The bottle was a bit trickier. I noticed immediately, that anything transparent was invisible. Anything opaque such as the bottle top, or sticker would float in space. Moving the scanner back, I noticed that the parts were doubling up, and the environment eventually started spinning as well. Below are my results
For fun. Not vain enough to make a bust of myself, but I did consider turning myself into a chia pet for a few moments.
I wanted to use the 3D printing week as a moment to develop further my final project by picking up techniques, and measuring tolerances which I can use to design with. My idea is to use linear actuators for the final, but to keep things simple I went with a sort of kinetic 3d-printed piston. It would comprise of a chamber, inner arm, adaptor head and back enclosure. This presented a good opportunity to try out tolerances!
Above is demonstrating the latest final design with locations of linear actuator/pistons. In the imagined final design are arrayed are 11/12 pistons on a Icosohedron grid along its corners which push a tensile membrane out. In order to prototype the lamp, I needed to isolate these moments to try 3D printing.
The above sketches are from Gert. He helped me brainstorm how to 3D print kinetic piston mechanisms that would be able to be printed either in one part or several parts and get assembled.
I tried several offsets to get parts that could slide within one another. I knew it should not be too loose, otherwise it'll wobble, and too tight, otherwise it wont move. I found that .05mm on both sides, or .1mm offset between tubular parts was the perfect amount - when printed perpindicular to the print bed.
The above shows the different iteratoins I tried before reaching the optimum solution for the printer. Just to reiterate for myself, or anyone reading this: .05mm on both sides gives just enough space to slide without wobble!
Primary Assembly Idea. I wanted to print the entire assembly in as few parts as possible without having support fiklling in parts of the print that need to be clear so that my tolerances can be as consistent as possible. Ultimately I concieved of a two-part base structure that has a cylindrical locking mechanism and radiating pistons that would friction fit into the base.
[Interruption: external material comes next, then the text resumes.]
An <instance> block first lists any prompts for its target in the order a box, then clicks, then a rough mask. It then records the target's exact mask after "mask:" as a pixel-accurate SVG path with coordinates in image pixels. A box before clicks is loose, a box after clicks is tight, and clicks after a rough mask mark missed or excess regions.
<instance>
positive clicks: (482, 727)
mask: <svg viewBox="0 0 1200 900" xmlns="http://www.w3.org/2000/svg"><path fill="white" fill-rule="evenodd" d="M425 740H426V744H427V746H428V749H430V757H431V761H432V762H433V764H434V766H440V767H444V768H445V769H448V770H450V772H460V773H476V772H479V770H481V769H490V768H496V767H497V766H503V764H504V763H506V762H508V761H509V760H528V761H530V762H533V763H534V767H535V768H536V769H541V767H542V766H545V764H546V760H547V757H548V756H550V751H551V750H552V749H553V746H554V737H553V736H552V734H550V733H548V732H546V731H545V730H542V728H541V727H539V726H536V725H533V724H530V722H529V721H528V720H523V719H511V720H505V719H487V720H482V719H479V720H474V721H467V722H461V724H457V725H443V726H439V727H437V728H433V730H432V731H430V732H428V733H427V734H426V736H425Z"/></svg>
After assembling the two halves and putting them together, I noticed that the Icosohedron base structure did not quite fit. I think that the corner tolerances would have to be adjusted to not be sharp, but rather filleted corners. For sake of time, I attempted to reprint the base Icosohedron as a single block.
Alternative Assembly Idea. I was inspired by taking the dual polyhedron construction of the icosohedron and creating a dodecahedron sub-grid. This would let me print 12x tiles face up that would not require any support, and would print the cylinders in a favorable location as they would be perpendicular to the print bed. Ultimately, I ran out of time and did not test this assembly method out.